During that era, Benedetto wrote, “Astrologers based their interpretations on centuries of observations recorded by the Mesopotamians who came before them. They kept careful records of astronomical phenomenon, looking for correlations between what happened in the sky above them and the material world around them.”
However, Steven Novella called this an instance of Tooth Fairy Science. This refers to research done on a topic before that topic has been shown to exist. Novella wrote, “If you carefully documented the amount, denomination, and timing of money left in exchange for children’s teeth, and correlated that information with all sorts of demographic variables, you might create a convincing imitation of doing real science, but none of that data would actually test the underlying premise: Is the Tooth Fairy real?”

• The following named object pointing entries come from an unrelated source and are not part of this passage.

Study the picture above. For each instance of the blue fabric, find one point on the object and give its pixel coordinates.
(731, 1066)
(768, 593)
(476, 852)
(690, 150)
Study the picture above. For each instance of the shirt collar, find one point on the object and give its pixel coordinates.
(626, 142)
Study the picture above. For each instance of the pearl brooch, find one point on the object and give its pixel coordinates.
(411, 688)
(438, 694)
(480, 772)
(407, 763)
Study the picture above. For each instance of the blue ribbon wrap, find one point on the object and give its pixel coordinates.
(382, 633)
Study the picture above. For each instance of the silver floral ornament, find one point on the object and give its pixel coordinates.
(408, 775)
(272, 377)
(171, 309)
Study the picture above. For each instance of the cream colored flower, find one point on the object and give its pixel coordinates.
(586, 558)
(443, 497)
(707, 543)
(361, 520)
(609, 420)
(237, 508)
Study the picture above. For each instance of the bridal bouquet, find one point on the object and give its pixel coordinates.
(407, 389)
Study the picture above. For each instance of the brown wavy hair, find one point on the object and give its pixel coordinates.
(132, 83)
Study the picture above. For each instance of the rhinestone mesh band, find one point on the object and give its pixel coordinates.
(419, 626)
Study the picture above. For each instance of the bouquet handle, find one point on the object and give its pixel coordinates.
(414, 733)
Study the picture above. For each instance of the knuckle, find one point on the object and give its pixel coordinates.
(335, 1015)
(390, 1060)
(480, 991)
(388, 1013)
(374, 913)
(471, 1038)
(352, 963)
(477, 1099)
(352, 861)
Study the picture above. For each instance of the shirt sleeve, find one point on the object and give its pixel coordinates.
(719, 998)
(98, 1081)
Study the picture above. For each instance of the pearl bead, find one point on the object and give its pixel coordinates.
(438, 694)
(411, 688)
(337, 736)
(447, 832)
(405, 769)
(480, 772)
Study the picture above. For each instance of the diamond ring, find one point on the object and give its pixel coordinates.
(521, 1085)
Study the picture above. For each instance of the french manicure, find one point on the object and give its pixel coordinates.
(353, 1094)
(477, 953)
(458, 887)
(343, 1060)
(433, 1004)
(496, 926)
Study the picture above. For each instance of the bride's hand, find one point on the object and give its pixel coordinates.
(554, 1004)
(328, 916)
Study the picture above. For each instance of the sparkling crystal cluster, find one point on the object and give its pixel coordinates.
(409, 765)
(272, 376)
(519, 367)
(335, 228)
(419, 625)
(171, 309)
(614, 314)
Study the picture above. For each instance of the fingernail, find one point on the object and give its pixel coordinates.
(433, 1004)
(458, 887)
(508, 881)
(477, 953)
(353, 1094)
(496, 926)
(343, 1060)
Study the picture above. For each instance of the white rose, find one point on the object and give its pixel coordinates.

“Likewise,” Novella continued, “documenting the position of the stars and planets and then correlating those positions with events on Earth is not science. This type of observational behavior is not capable of asking the important underlying question of if there is a causal relationship between what is observed in the sky and events on Earth.”
To do that, one would need to test a hypothesis through the Scientific Method. That would entail, at a minimum, making an observation, then a prediction, followed by testing it, trying to falsify it, attempting to replicate it, then making one’s data available to other scientists and submitting the findings and methods for peer review.
Novella further wrote that holding ancient wisdom in unjustifiably high esteem serves to minimize the efforts and accomplishments of the visionaries, inventors, and discoverers who have contributed to the wonders of the last thousand years. Persons who have this reverence possess it selectively. Benedetto composed her essay on a word processor and posted it on the Internet, rather than chiseling it on clay tablets and transporting it by donkey.
In this non-equine delivered piece, she claimed, “If we can set modern judgments aside and learn the language of the ancient astrologers we may discover lost insights.” In other words, it’s our fault for being closed-minded, not astrology’s fault for being without a plausible mechanism.
And the truth is the same now as it was in the Hellenistic period. Neither astronomers nor astrologers have uncovered empirical evidence that the positions of stellar bodies impacts Earthly events, other than the comet that obliterated the dinosaurs.
if only the dinosaurs had an astrologer themselves, perhaps they may have overcome their demise.